Il maestro del western e premio Pulitzer unisce al suo classico copione una missione civilizzatrice. È il racconto di un mito che finisce, insieme alle sue leggi e ai suoi riferimenti
Fare l’America è stata impresa tutt’altro che facile. Nell’epoca in cui viviamo, votata alla banalizzazione in ogni ambito, sia esso politico o culturale, la storia degli Stati Uniti è quella riassunta dalla bandiera a stelle e strisce, dai cori gospel e dal motto “In God We Trust”. La terra della frontiera e della città sulla collina, dei pionieri e dei commercianti di pellicce, dei cercatori d’oro e delle ferrovie che si costruivano per unire una costa all’altra. Un idillio, insomma: un quadro bucolico sicuramente sfregiato da una Guerra civile e dalla caccia ai nativi, ma che nonostante gli accadimenti infausti è sopravvissuto fino a noi. La forza e la potenza, gli spazi immensi e illimitati, il volere sempre di più, sovente ottenendolo. Un quadro, appunto. Una trama da film. L’America, in realtà, è il risultato di un big bang fatto di migrazioni e commistioni etniche, religiose, sociali. Un melting pot unico e non replicabile.
Un compendio di tale epica è “Arfive“ (Mattioli 1885, 296 pp., 19 euro), di A.B. Guthrie, maestro del western e vincitore del Pulitzer per la narrativa nel 1950. E’ lui, tra le altre cose, l’autore de Il grande cielo, da cui fu tratto il film del 1952 interpretato da Kirk Douglas. Siamo in Montana, il copione non si discosta dai precedenti di Guthrie: praterie, ovest da colonizzare, tanto bestiame. Qui, però, c’è qualcosa di più: c’è una missione civilizzatrice. Una piccola comunità in mezzo al niente, isolata da tutto. Un ristorante e un emporio, una chiesa e un bordello. Fine. Vita che si trascina, stanca, senza particolari scossoni.
Fin quando arriva Benton Collingsworth, insegnante giunto fin lì dall’Indiana. All’inizio sembra sospettoso, lui uomo del Midwest catapultato in quelle nuove terre dimenticate da Dio, frontiera della frontiera più estrema del nuovo mondo: “Per un lungo momento si guardò attorno, avvertendo sempre di più la sensazione che la Provvidenza, il caso o la sua stessa inavvedutezza li avessero fatti arrivare nel posto sbagliato”. Sì, Collingsworth si era preparato per quel viaggio: aveva letto tutto quel che c’era da leggere sul Montana, s’era documentato come fanno quelli bravi e colti.

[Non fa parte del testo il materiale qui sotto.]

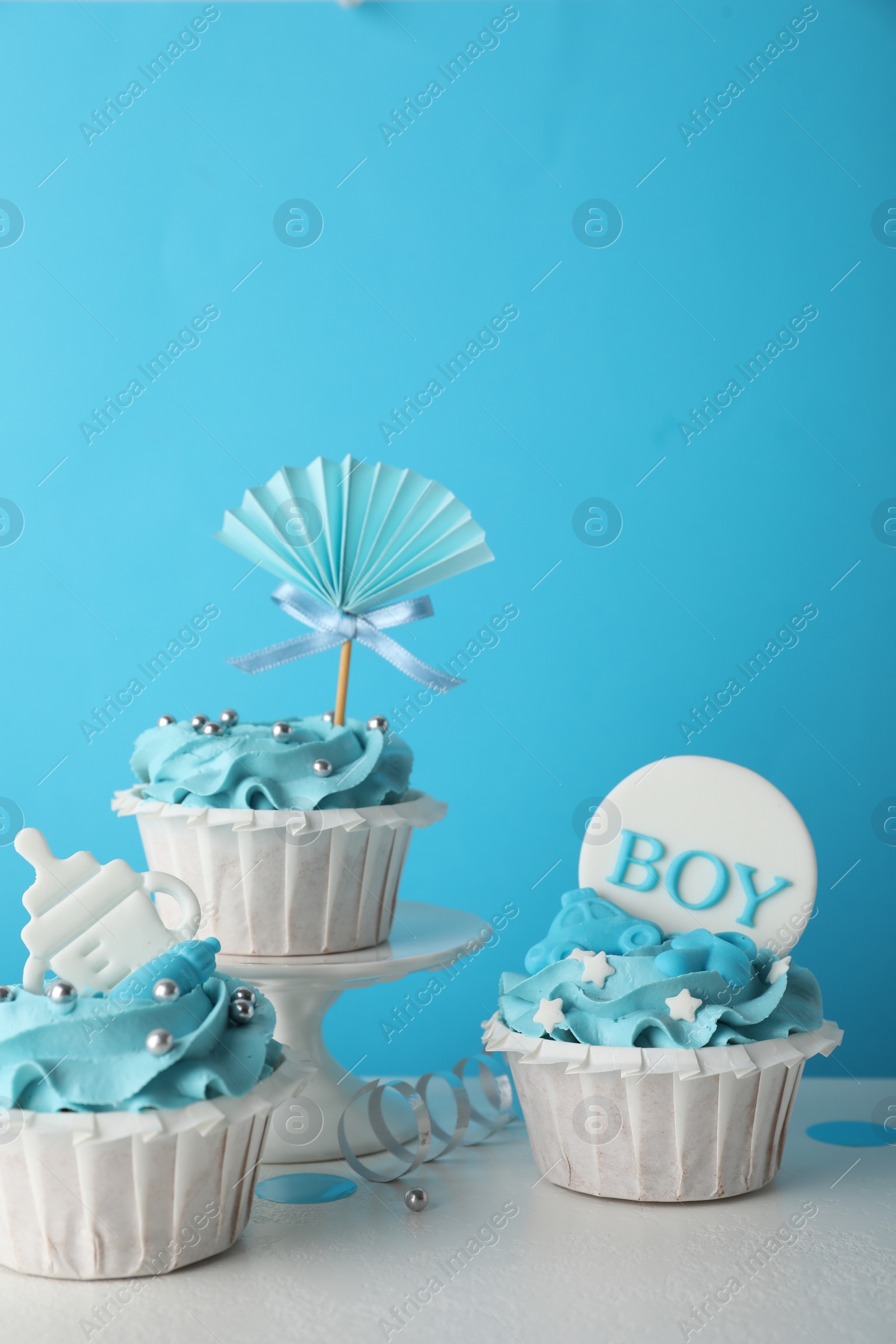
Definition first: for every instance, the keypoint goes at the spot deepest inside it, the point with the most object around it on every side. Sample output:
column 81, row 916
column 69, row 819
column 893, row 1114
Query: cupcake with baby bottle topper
column 295, row 832
column 137, row 1081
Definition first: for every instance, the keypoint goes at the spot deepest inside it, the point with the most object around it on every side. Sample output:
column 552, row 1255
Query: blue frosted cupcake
column 133, row 1121
column 293, row 835
column 656, row 1066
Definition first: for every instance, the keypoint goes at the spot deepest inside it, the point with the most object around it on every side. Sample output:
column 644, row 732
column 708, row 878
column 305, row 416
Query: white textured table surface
column 564, row 1267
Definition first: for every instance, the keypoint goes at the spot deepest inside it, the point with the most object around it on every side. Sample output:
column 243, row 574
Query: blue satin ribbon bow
column 332, row 627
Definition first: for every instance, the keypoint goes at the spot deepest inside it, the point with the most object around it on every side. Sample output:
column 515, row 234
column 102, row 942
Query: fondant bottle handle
column 186, row 898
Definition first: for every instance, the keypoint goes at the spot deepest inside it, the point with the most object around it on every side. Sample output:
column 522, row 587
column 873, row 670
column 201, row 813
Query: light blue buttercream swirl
column 89, row 1053
column 726, row 972
column 246, row 767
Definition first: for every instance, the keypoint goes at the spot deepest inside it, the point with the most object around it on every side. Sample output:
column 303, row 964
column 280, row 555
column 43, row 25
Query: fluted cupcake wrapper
column 284, row 884
column 132, row 1194
column 659, row 1124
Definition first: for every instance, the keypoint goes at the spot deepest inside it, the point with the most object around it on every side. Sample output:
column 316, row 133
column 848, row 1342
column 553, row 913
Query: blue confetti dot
column 852, row 1133
column 305, row 1188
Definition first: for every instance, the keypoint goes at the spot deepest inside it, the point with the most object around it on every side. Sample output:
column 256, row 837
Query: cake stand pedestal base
column 423, row 937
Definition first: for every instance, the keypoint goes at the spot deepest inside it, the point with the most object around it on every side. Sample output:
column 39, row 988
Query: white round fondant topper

Poi, dal finestrino del treno, capisce che nulla di quel che aveva studiato gli sarebbe servito: “Non c’era nulla, il deserto assoluto”. Eppure, qualcosa poi cambia. Quel nulla diventa un’occasione e il suo arrivo – inizialmente visto con circospezione, se non con ostilità – propizierà aperture e cambiamenti. Fondamentale sarà il legame stretto con l’allevatore Mort Ewing, che aiuterà il bravo insegnante a inserirsi in una comunità rimasta ancorata a princìpi arcaici e strutture (gerarchiche e mentali) consolidate e considerate immutabili.
Il puritano Benton vincerà la sua battaglia in quel posto di senza Dio dove il postribolo era l’attrazione maggiore. Il progresso si fa strada pian piano, anticipando quella corsa impetuosa e senza freni che si vedrà bene a partire dalla metà del Novecento. Non è solo una storia per conforto serale, quella di Guthrie: è il racconto della fine, lenta ma inesorabile, del mito del Far West, delle sue leggi e dei suoi riferimenti. E’ il racconto del momento in cui l’America ha iniziato a mettere il nuovo vino nelle nuove otri.